SpaceX aborts first 'Block 5' Falcon 9 launch
Elon Musk's company wasn't quite able to send a rocket to space that's designed to fly 100 times. It'll try again soon.
SpaceX got very close to launching the final "Block 5" version of its Falcon 9 rocket for the first time Thursday, but the mission is now delayed until Friday afternoon at the earliest.
Just about a minute before scheduled liftoff at 5:47 p.m. ET, the launch computer aborted blastoff shortly after it entered its startup mode.

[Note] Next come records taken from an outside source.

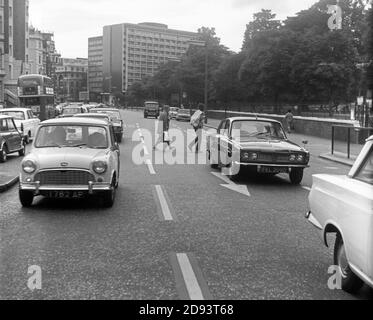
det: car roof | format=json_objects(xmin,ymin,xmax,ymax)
[
  {"xmin": 0, "ymin": 115, "xmax": 13, "ymax": 119},
  {"xmin": 41, "ymin": 117, "xmax": 108, "ymax": 125},
  {"xmin": 0, "ymin": 108, "xmax": 31, "ymax": 112},
  {"xmin": 92, "ymin": 108, "xmax": 119, "ymax": 113},
  {"xmin": 225, "ymin": 117, "xmax": 281, "ymax": 124}
]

We're still waiting to find out the cause, but such an error is a safeguard and not that unusual.
The rocket was set to carry the Bangabandhu satellite-1, the first satellite for Bangladesh, into orbit from Kennedy Space Center in Florida.

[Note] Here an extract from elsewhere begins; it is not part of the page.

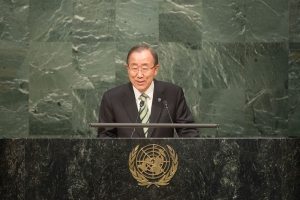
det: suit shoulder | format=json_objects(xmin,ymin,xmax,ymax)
[{"xmin": 156, "ymin": 81, "xmax": 182, "ymax": 90}]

Block 5 represents the final suite of upgrades to its workhorse launch system that CEO Elon Musk says is designed to be flown up to 100 times.

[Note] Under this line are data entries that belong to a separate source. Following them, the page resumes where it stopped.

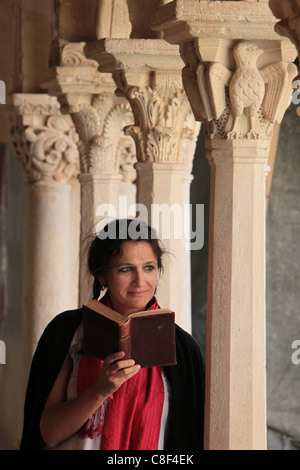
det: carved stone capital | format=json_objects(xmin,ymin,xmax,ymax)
[
  {"xmin": 43, "ymin": 42, "xmax": 137, "ymax": 174},
  {"xmin": 153, "ymin": 0, "xmax": 297, "ymax": 143},
  {"xmin": 188, "ymin": 41, "xmax": 297, "ymax": 139},
  {"xmin": 71, "ymin": 94, "xmax": 131, "ymax": 174},
  {"xmin": 269, "ymin": 0, "xmax": 300, "ymax": 54},
  {"xmin": 11, "ymin": 94, "xmax": 79, "ymax": 183},
  {"xmin": 86, "ymin": 39, "xmax": 194, "ymax": 162}
]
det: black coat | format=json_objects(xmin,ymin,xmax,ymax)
[{"xmin": 20, "ymin": 309, "xmax": 204, "ymax": 450}]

Before the launch, Musk said in a call with reporters that he was "stressed" and that orbital rockets are hard enough, but building one that can fly 100 times is "crazy hard."
Musk said he'd like to see a single Block 5 rocket fly three or four times by the end of 2018. The SpaceX founder also said he hopes to demonstrate that the same rocket can be launched, landed and then launched again with 24 hours.
Such turnaround time would be unprecedented, like much of what SpaceX has accomplished in the past few years.
Whether a single Block 5 rocket ever does fly 100 times remains to be seen. Musk says the model will likely be retired after about 300 flights and that SpaceX plans to build 30 to 50 Block 5 rockets. With that many laying around, it seems unlikely any will need to fly 100 times before the company moves on to its next big thing, the "BFR" rocket Musk hopes will take humans around the world, to the moon and Mars.
But for this week, SpaceX and Musk are focused on just getting Block 5 off the ground the first time. They'll have a chance to try again Friday, when the launch window of about two hours opens at 4:14 p.m. ET.